Evan!
Well-Known Member
How's about "dyactylelyl". I think I need to do a dyactylelyl rest!
How's about "dyactylelyl". I think I need to do a dyactylelyl rest!
I live but to serve, Pete.
I hadda big krowsen popin outta the frementer. It was soo hooge it spanked the seeling.
"To Serve Man"................"IT"S A COOKBOOK!!"
Twilight Zone episode #89
You know what chaps my grammatical butt? The song "Live and Let Die"... for the following line:
"But In This Ever Changing World In Which We Live In"
The man was English, for chrissakes.
Axl Rose was a pommie?
Axl Rose was a pommie?
Also, a lot of people always say "I," even when they are referring to themselves as the object of the sentence. "You can give that to Jeff or I." This drives me nuts because you can tell it's an attempt at proper grammar, but yet it is full of fail.
Now this is where we disagree vehemently. The rules of grammar are absolute. While spelling and idiom may have been dynamically fluid in the 1580s, and are changeable today, they are not so free as to have different sets of rules for one medium versus another.Spelling doesn't bug me. A lot of the greatest writing in the English language, like Shakespeare, occurred before standardized spelling came about. I try to spell correctly, and am pretty good at it, but it's not an easy thing for everyone. A web forum is not an academic opus.
Paul McCartney, too.
If I could stab people over the internet I would do it for this post. I remember talking to a guy on the phone while at my helpdesk monkey job who was literally (I mean it in the correct usage) unable to speak a sentence without working the word 'basically' into it somehow.
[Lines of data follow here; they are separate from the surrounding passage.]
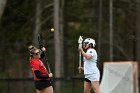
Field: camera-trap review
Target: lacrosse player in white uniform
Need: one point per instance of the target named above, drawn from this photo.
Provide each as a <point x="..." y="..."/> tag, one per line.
<point x="91" y="72"/>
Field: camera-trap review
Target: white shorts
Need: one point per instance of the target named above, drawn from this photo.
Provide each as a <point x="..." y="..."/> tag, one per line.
<point x="93" y="77"/>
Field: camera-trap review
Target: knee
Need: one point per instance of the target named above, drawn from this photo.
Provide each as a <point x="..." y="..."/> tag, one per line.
<point x="86" y="91"/>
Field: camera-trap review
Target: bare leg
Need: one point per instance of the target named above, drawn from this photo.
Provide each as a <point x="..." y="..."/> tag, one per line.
<point x="95" y="86"/>
<point x="48" y="90"/>
<point x="87" y="87"/>
<point x="39" y="91"/>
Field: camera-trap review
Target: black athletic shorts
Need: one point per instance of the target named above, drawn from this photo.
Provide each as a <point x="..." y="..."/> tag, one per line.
<point x="41" y="84"/>
<point x="87" y="80"/>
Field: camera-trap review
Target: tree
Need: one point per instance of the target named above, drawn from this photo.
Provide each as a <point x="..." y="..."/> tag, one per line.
<point x="2" y="6"/>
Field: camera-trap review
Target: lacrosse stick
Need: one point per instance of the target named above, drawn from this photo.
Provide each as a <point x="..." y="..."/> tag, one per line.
<point x="42" y="45"/>
<point x="80" y="40"/>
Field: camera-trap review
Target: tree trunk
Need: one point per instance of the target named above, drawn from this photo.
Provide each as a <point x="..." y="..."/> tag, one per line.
<point x="37" y="22"/>
<point x="57" y="46"/>
<point x="2" y="6"/>
<point x="138" y="35"/>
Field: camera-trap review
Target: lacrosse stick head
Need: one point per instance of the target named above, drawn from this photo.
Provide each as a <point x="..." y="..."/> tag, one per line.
<point x="80" y="40"/>
<point x="90" y="41"/>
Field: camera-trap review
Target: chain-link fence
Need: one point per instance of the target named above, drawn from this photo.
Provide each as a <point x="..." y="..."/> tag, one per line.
<point x="26" y="85"/>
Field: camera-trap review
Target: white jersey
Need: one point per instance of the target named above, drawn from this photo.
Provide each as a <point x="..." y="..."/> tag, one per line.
<point x="90" y="65"/>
Real. Does anybody know what "real" means anymore?
It's like choosing not to wear pants to the mall and getting mad when someone comments negatively on your tighty-whiteys - does not compute!
Bob
I think there's a big difference between a dangling participle and tighty-whiteys.
I think there's a big difference between a dangling participle and tighty-whiteys.
I'll answer Bob's questions with my opinions. Perhaps they will put my original post into context for those who seem a bit miffed.1. Why are our expectations so low?
2. Why do we not demand competence - note I did not say excellence, only competence - from people with whom we interact?
3. When did it become socially taboo to correct someone when they are in error?
Language [and useage] follows the people and not the other way around.
Wow Yuri, that's good advise. You're perfect dictation has really peaked my interest in orientating myself to bettering my grammar skill's.
I've got... When I hear this one, I like to ask the person: "Would you say 'I have got a sandwich?'" NO. Then why would you use that contraction?
I'm not sure if it's because including "would" makes people feel like they're speaking/writing in a more sophisticated manner or if it's an attempt to soften the blow of an otherwise harsh opinion, but I've noticed that it's being used with increasing frequency. Even worse is the heinous combination, "would tend."
I noticed I was using "got" a lot and I am trying to refrain from using as much.
I just realized it sounded weird to me an probably to everyone else.
You know what chaps my grammatical butt? The song "Live and Let Die"... for the following line:
"But In This Ever Changing World In Which We Live In"
The man was English, for chrissakes.
Oooh! Oooooh!!! I've always hated that too!!! It really grinds my gears! I never mention that to anyone any more though because they think I'm just being a pedantic SOB.
Years ago I even came up with an alternative for him. "But in this ever changing world in which we're living." It sounds almost identical, so would that have been so hard!?
Others believe in continually adjusting one's diction to suit the latest language meme wafting off of the internet, or from popular culture... which while remaining "current", lends itself to continual chaos and a limited audience to fully grasp one's meaning.
However, agreed-upon rules allow us to communicate more effectively with more people across a wider age range. The trick, it seems, is to find that happy balance, and know when to accept another's violation of agreed-upon rules as part of something genuine, and not the result of a lapse in mental judgment or personal character.
Besides, there are several ways we might encourage excellence, or even competence, from one another. And elitism is neither excellent, nor competent.
And making me deathly afraid to make a grammar mistake for fear I'll be snubbed and/or looked down upon! Yay!
It's the people who don't even make the attempt that make me want to shoot blood from my ears.
I think, if you refer to my attitude towards the grammatically-challenged, you consider me an elitist. Not so.